Apple's newest on-device model carries about 20 billion parameters, and on any given request it fires maybe one to four billion of them. That gap — 20B stored, roughly 3B running — is the whole story of 2026. The model that now ships inside the latest iPhone is no longer a shrunken, lobotomized cousin of the cloud model. It's a different kind of object: large in flash, small in motion, and it never phones home.
For three years the on-device pitch was mostly aspirational. Demos ran, latency was rough, quality trailed the API by a generation, and every serious AI feature still resolved to a per-token bill in someone's datacenter. In mid-2026 that stopped being true. Two releases — Apple's third-generation Foundation Models at WWDC on June 8, and Google's Gemma 4 family on April 2 — quietly moved the floor. Genuinely useful agents now run on hardware you already own, offline, for free.

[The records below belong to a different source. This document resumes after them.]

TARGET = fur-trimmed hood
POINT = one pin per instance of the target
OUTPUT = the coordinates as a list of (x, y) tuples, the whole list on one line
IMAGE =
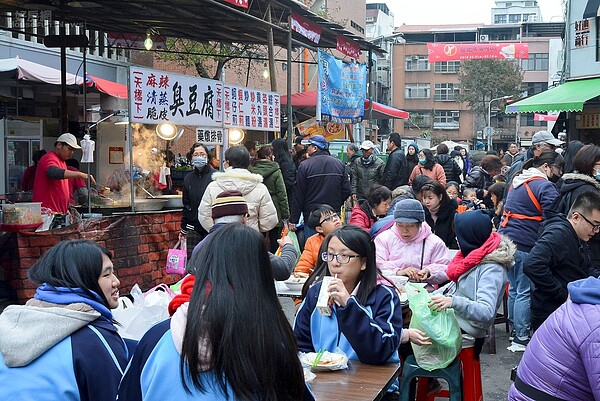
[(504, 255)]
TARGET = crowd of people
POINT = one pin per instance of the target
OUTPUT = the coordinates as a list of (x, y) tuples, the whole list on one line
[(467, 224)]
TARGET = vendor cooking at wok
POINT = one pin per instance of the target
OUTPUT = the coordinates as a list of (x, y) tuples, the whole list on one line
[(51, 186)]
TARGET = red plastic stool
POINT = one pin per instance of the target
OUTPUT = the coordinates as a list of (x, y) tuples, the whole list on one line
[(471, 372)]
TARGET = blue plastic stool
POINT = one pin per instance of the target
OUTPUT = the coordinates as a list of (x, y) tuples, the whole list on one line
[(411, 371)]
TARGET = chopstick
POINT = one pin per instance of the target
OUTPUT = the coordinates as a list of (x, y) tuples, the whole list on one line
[(318, 358)]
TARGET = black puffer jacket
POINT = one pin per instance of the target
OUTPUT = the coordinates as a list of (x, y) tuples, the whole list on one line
[(451, 168), (443, 227)]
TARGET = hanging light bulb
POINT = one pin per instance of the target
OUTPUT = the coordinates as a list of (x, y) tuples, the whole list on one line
[(148, 42)]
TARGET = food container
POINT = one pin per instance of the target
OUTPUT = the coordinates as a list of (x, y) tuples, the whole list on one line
[(21, 216)]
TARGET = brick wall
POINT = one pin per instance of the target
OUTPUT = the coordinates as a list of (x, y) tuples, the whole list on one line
[(139, 244)]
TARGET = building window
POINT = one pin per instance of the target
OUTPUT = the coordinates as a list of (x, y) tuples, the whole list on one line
[(444, 119), (535, 62), (417, 91), (446, 92), (418, 119), (500, 19), (416, 63), (447, 66)]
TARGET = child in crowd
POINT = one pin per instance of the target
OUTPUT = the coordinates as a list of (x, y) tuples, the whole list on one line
[(63, 345), (409, 248), (324, 220), (207, 350), (364, 322)]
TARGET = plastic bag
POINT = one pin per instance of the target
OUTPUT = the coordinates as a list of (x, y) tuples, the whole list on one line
[(440, 326), (176, 258), (148, 309)]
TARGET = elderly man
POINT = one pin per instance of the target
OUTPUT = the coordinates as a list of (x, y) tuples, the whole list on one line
[(51, 186), (366, 171), (321, 179), (231, 207)]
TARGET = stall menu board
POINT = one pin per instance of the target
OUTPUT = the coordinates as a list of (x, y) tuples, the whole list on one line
[(251, 108), (160, 96)]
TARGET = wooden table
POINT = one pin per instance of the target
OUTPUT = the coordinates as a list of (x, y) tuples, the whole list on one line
[(359, 382)]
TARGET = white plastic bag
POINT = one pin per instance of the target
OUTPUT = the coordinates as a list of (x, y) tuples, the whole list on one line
[(148, 309)]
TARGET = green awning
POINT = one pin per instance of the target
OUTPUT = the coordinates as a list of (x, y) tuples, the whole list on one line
[(569, 96)]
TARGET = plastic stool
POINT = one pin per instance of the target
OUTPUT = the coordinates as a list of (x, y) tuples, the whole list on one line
[(412, 371)]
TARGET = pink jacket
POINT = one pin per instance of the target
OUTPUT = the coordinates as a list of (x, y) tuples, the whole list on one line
[(393, 253)]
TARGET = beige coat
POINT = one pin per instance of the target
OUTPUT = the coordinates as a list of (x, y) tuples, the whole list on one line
[(261, 210)]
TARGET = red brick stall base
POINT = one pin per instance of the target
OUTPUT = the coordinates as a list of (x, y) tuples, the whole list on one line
[(139, 244)]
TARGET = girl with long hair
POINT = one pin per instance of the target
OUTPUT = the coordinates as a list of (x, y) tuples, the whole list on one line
[(62, 344), (220, 346), (365, 322), (429, 167)]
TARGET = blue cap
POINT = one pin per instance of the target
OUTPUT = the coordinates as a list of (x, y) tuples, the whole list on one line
[(319, 141)]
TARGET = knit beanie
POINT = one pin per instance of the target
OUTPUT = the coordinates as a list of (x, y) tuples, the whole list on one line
[(229, 203), (472, 229), (409, 211)]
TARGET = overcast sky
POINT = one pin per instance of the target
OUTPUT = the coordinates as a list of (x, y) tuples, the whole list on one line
[(433, 12)]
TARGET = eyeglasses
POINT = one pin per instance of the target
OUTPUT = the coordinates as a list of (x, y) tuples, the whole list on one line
[(595, 227), (340, 257), (330, 218)]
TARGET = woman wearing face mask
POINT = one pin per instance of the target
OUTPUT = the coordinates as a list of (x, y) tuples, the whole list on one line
[(428, 166), (194, 185)]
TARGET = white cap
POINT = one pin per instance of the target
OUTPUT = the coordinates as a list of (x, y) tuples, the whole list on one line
[(69, 139)]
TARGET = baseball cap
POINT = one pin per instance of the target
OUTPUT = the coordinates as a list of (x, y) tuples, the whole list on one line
[(367, 145), (545, 136), (318, 140), (69, 139)]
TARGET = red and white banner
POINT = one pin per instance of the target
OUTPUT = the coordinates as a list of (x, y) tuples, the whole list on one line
[(476, 51), (306, 28), (239, 3), (348, 47), (545, 117)]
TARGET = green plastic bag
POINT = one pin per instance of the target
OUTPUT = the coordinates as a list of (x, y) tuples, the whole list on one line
[(441, 327)]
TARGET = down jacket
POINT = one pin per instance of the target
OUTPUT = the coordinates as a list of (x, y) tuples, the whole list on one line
[(393, 253), (261, 210), (562, 356)]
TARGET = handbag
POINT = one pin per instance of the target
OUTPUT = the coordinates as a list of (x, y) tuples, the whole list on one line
[(177, 258)]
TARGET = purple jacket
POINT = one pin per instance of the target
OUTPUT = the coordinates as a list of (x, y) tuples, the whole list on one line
[(562, 358)]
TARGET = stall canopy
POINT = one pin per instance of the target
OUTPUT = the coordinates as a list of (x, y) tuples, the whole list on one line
[(373, 110), (569, 96)]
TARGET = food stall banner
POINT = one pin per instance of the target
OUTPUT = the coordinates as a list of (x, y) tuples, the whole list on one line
[(473, 51), (341, 90), (251, 108), (209, 135), (306, 28), (161, 96)]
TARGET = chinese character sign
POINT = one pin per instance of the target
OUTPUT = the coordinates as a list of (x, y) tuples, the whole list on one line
[(341, 91), (251, 108), (209, 136), (160, 96)]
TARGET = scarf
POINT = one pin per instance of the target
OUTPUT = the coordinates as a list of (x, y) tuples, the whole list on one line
[(460, 264), (65, 296)]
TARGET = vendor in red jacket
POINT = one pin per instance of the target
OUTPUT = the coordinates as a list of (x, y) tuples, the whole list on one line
[(51, 186)]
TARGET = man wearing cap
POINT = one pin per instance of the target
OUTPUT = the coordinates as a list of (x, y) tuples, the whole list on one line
[(231, 207), (396, 169), (51, 186), (321, 179), (540, 142), (366, 171)]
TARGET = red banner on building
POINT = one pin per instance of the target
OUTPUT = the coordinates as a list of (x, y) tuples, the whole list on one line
[(545, 117), (306, 28), (239, 3), (348, 47), (476, 51)]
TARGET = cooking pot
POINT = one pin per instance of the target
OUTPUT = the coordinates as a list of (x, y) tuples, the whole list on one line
[(148, 205), (173, 201), (17, 197)]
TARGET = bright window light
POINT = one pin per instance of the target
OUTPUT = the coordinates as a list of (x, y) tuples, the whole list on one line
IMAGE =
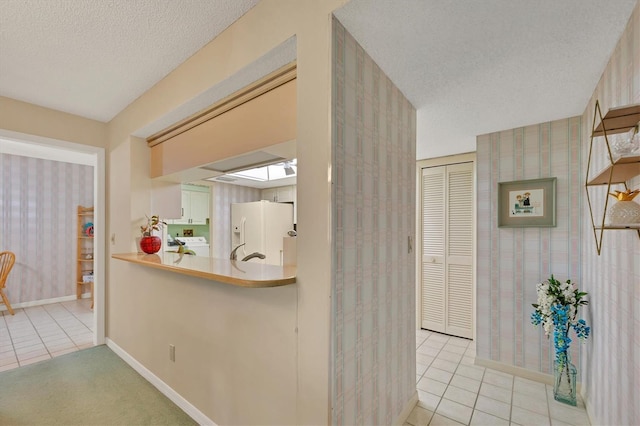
[(269, 173)]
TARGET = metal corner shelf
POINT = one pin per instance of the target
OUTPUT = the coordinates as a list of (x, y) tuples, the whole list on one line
[(619, 170)]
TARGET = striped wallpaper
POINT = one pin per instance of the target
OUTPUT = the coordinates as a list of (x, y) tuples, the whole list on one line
[(38, 220), (611, 370), (223, 195), (373, 213), (511, 261)]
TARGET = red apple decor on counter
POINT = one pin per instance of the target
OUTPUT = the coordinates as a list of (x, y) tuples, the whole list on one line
[(150, 244)]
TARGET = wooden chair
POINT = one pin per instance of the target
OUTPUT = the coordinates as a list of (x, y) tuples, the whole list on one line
[(7, 259)]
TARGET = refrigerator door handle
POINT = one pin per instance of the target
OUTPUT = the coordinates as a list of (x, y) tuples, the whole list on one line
[(242, 235)]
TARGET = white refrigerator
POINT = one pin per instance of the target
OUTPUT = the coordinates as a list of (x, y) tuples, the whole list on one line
[(260, 226)]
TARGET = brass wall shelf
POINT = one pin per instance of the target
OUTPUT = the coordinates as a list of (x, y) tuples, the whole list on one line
[(619, 170)]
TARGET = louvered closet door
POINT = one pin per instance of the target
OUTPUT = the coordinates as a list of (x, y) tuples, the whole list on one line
[(448, 229), (433, 238)]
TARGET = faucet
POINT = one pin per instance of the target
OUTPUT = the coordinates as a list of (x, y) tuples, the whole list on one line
[(252, 255), (233, 255)]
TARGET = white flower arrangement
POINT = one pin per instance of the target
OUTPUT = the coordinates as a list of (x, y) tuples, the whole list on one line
[(558, 306)]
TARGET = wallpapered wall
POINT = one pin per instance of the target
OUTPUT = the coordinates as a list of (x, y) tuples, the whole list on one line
[(223, 194), (611, 371), (511, 261), (38, 220), (373, 289)]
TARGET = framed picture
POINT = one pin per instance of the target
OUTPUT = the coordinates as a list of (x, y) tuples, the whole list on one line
[(527, 203)]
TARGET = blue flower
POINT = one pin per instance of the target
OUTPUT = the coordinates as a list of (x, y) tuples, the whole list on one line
[(536, 318)]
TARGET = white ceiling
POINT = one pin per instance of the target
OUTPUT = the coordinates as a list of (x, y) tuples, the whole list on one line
[(469, 67), (475, 67), (94, 57)]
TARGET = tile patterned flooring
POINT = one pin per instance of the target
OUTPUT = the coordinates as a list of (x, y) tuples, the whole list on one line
[(42, 332), (454, 391), (451, 389)]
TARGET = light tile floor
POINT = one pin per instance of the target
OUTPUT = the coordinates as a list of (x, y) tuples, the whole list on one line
[(453, 391), (42, 332)]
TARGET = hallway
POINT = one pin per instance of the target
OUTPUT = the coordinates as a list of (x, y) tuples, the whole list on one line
[(454, 391), (42, 332)]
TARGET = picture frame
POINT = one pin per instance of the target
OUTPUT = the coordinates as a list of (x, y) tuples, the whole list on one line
[(527, 203)]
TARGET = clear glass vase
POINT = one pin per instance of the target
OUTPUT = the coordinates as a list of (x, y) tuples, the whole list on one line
[(624, 213), (564, 384)]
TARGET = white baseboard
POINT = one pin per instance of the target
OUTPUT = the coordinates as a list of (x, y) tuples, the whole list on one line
[(406, 411), (165, 389), (519, 371), (44, 301)]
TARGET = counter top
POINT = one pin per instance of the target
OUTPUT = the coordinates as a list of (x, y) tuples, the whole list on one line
[(234, 272)]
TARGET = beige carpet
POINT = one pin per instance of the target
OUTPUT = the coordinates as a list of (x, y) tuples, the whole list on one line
[(89, 387)]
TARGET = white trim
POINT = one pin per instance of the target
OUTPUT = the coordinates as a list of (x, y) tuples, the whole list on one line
[(165, 389), (94, 156), (45, 301), (406, 411), (520, 372)]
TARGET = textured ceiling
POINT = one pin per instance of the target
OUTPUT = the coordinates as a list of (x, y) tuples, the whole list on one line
[(475, 67), (94, 57), (469, 67)]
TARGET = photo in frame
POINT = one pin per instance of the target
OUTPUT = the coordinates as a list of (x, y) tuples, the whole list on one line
[(527, 203)]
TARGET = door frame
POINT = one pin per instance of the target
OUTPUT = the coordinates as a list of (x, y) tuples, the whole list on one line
[(97, 160), (435, 162)]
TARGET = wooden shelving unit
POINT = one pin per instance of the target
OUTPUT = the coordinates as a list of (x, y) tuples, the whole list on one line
[(84, 264), (619, 170)]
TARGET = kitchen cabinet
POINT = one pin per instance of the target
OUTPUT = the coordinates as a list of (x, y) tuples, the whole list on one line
[(195, 208), (282, 194), (620, 168)]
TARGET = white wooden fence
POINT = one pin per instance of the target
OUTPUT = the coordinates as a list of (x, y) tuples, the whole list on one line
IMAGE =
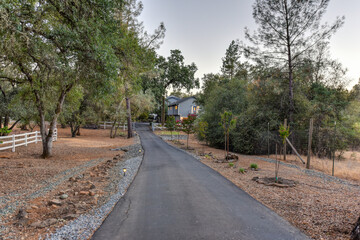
[(157, 126), (106, 125), (13, 141)]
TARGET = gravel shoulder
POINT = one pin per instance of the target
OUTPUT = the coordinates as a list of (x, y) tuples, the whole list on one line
[(67, 189), (321, 206)]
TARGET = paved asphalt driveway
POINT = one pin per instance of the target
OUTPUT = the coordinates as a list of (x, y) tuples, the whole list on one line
[(174, 196)]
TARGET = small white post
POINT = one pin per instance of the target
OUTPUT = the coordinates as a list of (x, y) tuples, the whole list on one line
[(13, 149)]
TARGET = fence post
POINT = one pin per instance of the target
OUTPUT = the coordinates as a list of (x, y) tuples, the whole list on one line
[(309, 143), (285, 126), (13, 149), (268, 139), (333, 169)]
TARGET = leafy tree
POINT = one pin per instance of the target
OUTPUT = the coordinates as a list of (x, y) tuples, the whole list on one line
[(135, 51), (170, 124), (287, 31), (228, 123), (230, 63), (187, 125), (51, 46)]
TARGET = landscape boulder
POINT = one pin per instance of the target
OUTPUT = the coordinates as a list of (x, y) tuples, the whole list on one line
[(355, 233)]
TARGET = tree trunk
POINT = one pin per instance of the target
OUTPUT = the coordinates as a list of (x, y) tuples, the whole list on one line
[(225, 147), (112, 135), (6, 121), (227, 142), (47, 137), (128, 108), (187, 142), (163, 112)]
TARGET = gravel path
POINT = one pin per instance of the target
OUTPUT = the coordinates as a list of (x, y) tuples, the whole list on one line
[(84, 226)]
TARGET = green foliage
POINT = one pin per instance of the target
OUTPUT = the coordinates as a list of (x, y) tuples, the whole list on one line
[(201, 129), (254, 166), (170, 123), (284, 132), (187, 126), (5, 131)]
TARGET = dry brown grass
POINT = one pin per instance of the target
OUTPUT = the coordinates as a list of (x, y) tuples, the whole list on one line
[(347, 168)]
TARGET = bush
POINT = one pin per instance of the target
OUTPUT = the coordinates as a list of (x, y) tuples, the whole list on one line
[(253, 165)]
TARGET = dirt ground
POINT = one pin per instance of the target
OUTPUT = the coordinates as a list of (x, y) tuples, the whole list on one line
[(25, 168), (320, 208), (23, 173)]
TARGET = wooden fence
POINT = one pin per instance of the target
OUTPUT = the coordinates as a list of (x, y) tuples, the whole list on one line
[(13, 141), (157, 126), (106, 125)]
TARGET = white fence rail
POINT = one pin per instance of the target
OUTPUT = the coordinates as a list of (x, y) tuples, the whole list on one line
[(106, 125), (14, 141), (157, 126)]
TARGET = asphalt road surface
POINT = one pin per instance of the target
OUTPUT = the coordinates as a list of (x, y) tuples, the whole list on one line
[(174, 196)]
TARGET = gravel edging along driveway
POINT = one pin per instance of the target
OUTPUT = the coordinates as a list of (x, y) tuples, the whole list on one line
[(85, 225)]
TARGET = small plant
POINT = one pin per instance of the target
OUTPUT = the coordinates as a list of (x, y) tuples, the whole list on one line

The economics nobody priced in
Forget benchmarks for a second; the load-bearing fact here is accounting. When the model lives in the cloud, every inference is a metered event — input tokens, output tokens, a line item that scales linearly with usage and explodes the moment you wrap the model in an agent loop. Agentic workloads are the worst case for the token meter: a single "go do this task" can fan out into dozens of model calls as the agent plans, calls tools, retries, and re-reads its own output. The bill grows with your ambition.